|
STRONG SOULS:
A SERMON,
PREACHED IN
RENSHAW STREET CHAPEL, LIVERPOOL,
ON
SUNDAY, OCTOBER 29, 1882.
BY
CHARLES BEARD, B.A.
PRINTED FOR PRIVATE CIRCULATION.
LONDON: PRINTED BY C. GREEN AND SON, 178, STRAND.
In Memory of
ELIZABETH RATHBONE,
OF GREENBANK,
AGED 92.
STRONG SOULS.
JOHN x. 10 p. (Revised Version):
"I came that they may have life, and may have it abundantly."
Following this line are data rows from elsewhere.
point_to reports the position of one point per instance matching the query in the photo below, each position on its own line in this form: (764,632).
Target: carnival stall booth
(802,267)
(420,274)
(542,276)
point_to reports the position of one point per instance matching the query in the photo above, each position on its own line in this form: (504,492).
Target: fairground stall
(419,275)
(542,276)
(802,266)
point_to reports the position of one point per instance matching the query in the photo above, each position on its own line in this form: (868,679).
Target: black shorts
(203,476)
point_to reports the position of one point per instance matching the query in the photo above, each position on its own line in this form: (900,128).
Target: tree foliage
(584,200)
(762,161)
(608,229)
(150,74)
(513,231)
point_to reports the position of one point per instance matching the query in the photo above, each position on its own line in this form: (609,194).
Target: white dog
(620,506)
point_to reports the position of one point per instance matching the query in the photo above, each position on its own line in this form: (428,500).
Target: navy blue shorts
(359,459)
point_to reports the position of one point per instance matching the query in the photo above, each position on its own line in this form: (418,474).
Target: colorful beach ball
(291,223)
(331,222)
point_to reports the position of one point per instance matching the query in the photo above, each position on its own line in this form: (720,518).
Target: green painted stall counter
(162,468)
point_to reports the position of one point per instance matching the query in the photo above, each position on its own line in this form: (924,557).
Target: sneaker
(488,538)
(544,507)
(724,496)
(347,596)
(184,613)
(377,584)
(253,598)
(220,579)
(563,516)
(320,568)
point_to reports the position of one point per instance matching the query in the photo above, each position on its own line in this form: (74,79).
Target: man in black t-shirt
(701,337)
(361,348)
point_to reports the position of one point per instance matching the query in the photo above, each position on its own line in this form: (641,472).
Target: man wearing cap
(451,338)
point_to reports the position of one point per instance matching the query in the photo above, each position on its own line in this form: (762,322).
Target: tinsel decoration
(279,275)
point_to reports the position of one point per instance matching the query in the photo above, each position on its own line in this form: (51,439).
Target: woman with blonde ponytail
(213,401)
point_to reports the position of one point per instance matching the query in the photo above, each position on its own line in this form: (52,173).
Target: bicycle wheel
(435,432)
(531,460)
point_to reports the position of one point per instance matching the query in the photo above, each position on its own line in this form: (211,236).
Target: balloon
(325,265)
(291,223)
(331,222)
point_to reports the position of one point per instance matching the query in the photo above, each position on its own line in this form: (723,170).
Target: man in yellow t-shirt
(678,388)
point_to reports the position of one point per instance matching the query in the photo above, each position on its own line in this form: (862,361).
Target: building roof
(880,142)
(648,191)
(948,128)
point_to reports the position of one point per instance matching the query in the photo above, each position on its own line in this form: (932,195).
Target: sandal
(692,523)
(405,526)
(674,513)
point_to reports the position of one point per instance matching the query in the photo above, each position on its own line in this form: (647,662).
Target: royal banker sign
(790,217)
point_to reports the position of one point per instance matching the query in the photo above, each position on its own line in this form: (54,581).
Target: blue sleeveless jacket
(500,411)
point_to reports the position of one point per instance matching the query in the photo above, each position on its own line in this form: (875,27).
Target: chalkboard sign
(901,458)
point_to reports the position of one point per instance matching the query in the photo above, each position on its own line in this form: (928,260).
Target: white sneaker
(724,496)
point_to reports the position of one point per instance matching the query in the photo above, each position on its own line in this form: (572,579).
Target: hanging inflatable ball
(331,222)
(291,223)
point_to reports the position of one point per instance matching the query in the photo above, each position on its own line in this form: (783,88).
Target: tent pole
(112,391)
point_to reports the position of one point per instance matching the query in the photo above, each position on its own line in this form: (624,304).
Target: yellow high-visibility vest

Life is a gift of very unequal distribution. I am not speaking merely of length of life, though that is an important element in the case: there may be sad and quiet years which do not count: we have known existences which crept on in one dull round, from petty pleasure to petty pleasure, from monotonous occupation to monotonous occupation, never roused to storm by any noble passion, never thrilled by an electric touch of sympathy. Some lives are complete within narrow limits: in the few years which are all they have, they ripen into perfect sweetness, or expend themselves in such a flash of heroism, as would make subsequent days, were they given, mean and poor by contrast. What shall we say of that nameless engine-driver in America, who last week, measuring his own life against six hundred more, rushed through the flames and saved them? Dead of his glorious wounds, who would dare to pity him, or to think his end untimely? Life may be measured by its breadth as well as by its length: by the number of its intellectual points of contact with humanity, by the width of its sympathies, the largeness of its hopes. Still more, there is a quality of intensity in which lives differ: some live more in a week than others in a year: it is not that they are consuming themselves under stress of circumstance or in agony of passion, but that their fibre is stronger, their central flame brighter, their power of endurance larger. This inequality of gift may be a religious difficulty, but it fits in with the whole economy of Nature, who is a Mother at once bountiful and prodigal, and while careful of the type, careless of the individual life; bidding one soul but open unconscious eyes upon the world and close them again, while another moves through the slow changes of ninety years. But it is easier to understand when we remember that a just God asks account only of what He has given. Within the narrowest fate is yet room to round off the perfect sphere. Of the lily that blooms to-day and fades to-morrow, He demands only that it shall be sweet and beautiful in its season.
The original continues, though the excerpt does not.